Mercredi, le gouvernement français a révélé une stratégie audacieuse visant à atteindre une France "neutre en carbone" d'ici 2050. Cette initiative s'inscrit dans un contexte de crises environnementales croissantes, amplifiées par des épisodes caniculaires récents.
"Il est impératif d’accélérer notre adaptation au changement climatique tout en intensifiant nos efforts de décarbonation. Réduire les émissions demeure la priorité", a déclaré la ministre de la Transition écologique, Monique Barbut, en dévoilant le plan au ministère.
La Stratégie nationale bas carbone (SNBC-3) ambitionne d’éliminer la consommation de charbon d'ici 2030, celle de pétrole d'ici 2045, et de gaz fossile d'ici 2050. Ce plan doit être officialisé par un décret d'ici la fin de la semaine, selon les annonces du ministère.
L'objectif est de réduire de 50% les émissions de gaz à effet de serre d'ici 2030 par rapport à 1990. Cela implique une diminution annuelle de 5% des émissions pour atteindre la neutralité carbone, où émissions et absorptions de carbone se compensent.
"Au fil des ans, nous avons développé des technologies efficaces pour améliorer nos modes de transport, de chauffage et de production, tout en diminuant progressivement notre dépendance aux énergies fossiles. Il est essentiel d'accélérer leur déploiement, et cette strategie propose un guide sectoriel concret pour y parvenir", a précisé la ministre.
- Transports, agriculture, industrie... -
La SNBC-3 couvre divers secteurs, notamment les transports, l'agriculture et les bâtiments, en illustrant les objectifs de réduction des émissions. Dans le secteur des transports, il est prévu d'atteindre la "quasi-neutralité" carbone d'ici 2050 en développant les biocarburants, l'électrification et en favorisant les pratiques de sobriété. D'ici 2030, 66% des voitures et 90% des autobus devront être électriques parmi les ventes de véhicules neufs.

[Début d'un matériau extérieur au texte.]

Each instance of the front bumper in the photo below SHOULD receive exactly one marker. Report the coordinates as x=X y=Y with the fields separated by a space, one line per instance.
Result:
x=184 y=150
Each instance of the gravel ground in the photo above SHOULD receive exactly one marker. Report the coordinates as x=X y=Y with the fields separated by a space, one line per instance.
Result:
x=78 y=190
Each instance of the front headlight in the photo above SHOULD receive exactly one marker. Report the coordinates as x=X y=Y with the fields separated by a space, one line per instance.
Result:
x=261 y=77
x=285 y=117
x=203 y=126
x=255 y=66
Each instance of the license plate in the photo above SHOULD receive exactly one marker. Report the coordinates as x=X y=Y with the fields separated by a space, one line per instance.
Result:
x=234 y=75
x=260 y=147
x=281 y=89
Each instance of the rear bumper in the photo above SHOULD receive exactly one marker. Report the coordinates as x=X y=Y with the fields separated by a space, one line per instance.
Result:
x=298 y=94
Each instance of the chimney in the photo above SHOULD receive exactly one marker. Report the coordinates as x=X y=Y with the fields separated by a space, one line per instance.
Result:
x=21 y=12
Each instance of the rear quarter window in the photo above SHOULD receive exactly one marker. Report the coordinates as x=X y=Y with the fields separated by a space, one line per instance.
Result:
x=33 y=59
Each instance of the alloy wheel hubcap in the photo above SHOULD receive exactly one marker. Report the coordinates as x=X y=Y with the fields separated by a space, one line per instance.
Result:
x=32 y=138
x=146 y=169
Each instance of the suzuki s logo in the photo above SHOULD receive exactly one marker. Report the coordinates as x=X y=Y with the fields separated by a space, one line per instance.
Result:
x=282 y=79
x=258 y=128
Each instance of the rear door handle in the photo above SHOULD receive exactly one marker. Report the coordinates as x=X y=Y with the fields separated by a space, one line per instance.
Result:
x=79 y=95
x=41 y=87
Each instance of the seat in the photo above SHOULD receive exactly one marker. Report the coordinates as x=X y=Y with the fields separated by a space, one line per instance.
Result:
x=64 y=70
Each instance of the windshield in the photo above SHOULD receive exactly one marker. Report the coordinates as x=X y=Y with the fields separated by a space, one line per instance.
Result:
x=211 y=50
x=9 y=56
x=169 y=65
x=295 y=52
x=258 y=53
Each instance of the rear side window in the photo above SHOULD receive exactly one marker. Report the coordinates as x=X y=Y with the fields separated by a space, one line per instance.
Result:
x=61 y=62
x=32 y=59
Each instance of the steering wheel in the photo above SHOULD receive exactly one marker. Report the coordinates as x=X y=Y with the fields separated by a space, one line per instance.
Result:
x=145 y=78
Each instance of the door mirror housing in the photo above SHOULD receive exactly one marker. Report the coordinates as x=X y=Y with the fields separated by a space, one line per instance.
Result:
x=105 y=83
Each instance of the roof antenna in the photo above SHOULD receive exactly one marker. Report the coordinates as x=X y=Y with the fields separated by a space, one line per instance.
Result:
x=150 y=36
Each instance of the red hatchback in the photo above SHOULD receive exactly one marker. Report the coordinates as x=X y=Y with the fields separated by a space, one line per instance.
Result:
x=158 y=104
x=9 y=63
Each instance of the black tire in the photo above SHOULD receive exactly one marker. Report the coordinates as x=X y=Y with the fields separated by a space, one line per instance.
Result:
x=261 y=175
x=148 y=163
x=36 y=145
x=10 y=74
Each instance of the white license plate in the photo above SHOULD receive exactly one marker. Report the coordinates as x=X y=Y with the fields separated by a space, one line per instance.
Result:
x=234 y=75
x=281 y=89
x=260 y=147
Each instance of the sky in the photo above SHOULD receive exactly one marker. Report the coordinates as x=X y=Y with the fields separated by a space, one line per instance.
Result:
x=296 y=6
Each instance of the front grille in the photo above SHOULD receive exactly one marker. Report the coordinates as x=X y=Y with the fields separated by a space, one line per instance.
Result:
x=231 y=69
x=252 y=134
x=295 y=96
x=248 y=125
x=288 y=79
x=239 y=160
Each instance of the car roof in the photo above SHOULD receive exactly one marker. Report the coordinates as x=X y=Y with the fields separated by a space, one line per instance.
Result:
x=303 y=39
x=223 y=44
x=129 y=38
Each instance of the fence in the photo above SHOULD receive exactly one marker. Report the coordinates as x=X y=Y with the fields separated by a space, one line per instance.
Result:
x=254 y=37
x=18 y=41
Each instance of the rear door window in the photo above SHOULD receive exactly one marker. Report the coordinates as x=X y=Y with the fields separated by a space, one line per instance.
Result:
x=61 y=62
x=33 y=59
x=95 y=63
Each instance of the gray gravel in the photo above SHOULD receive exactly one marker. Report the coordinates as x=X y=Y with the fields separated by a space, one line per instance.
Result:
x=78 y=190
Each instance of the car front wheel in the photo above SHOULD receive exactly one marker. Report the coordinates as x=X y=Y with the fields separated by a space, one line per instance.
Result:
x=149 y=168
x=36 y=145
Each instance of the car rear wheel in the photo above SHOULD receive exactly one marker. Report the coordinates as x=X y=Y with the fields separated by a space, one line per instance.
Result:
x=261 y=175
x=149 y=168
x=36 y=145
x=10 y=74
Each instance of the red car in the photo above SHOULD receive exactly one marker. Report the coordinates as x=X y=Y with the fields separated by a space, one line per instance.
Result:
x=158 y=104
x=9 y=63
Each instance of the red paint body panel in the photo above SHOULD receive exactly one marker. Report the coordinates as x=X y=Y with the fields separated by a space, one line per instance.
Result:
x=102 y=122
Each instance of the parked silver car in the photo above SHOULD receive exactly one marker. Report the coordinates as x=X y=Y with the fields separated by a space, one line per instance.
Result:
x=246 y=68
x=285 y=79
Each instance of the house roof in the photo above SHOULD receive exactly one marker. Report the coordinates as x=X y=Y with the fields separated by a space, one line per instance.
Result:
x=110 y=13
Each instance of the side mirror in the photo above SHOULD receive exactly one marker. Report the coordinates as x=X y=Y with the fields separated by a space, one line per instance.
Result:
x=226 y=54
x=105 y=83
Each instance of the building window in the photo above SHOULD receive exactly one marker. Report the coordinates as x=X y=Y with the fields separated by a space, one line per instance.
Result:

En ce qui concerne l'agriculture, la stratégie vise une réduction de 26% des émissions d'ici 2030 et de 53% d'ici 2050, en diminuant les émissions des troupeaux et l'utilisation d'engins agricoles polluants.
Pour l'industrie, l'ambition est de réduire les émissions de 70% d'ici 2030 et de 96% d'ici 2050, notamment grâce à l'électrification de la production, la sobriété et la captation du carbone.
Ce projet de feuille de route, imaginé bien avant la publication, avait été soumis à des consultations intensives. Lors d'une conférence à Santa Marta en Colombie en avril, les engagements français ont suscité des réactions positives parmi une cinquantaine de pays participants.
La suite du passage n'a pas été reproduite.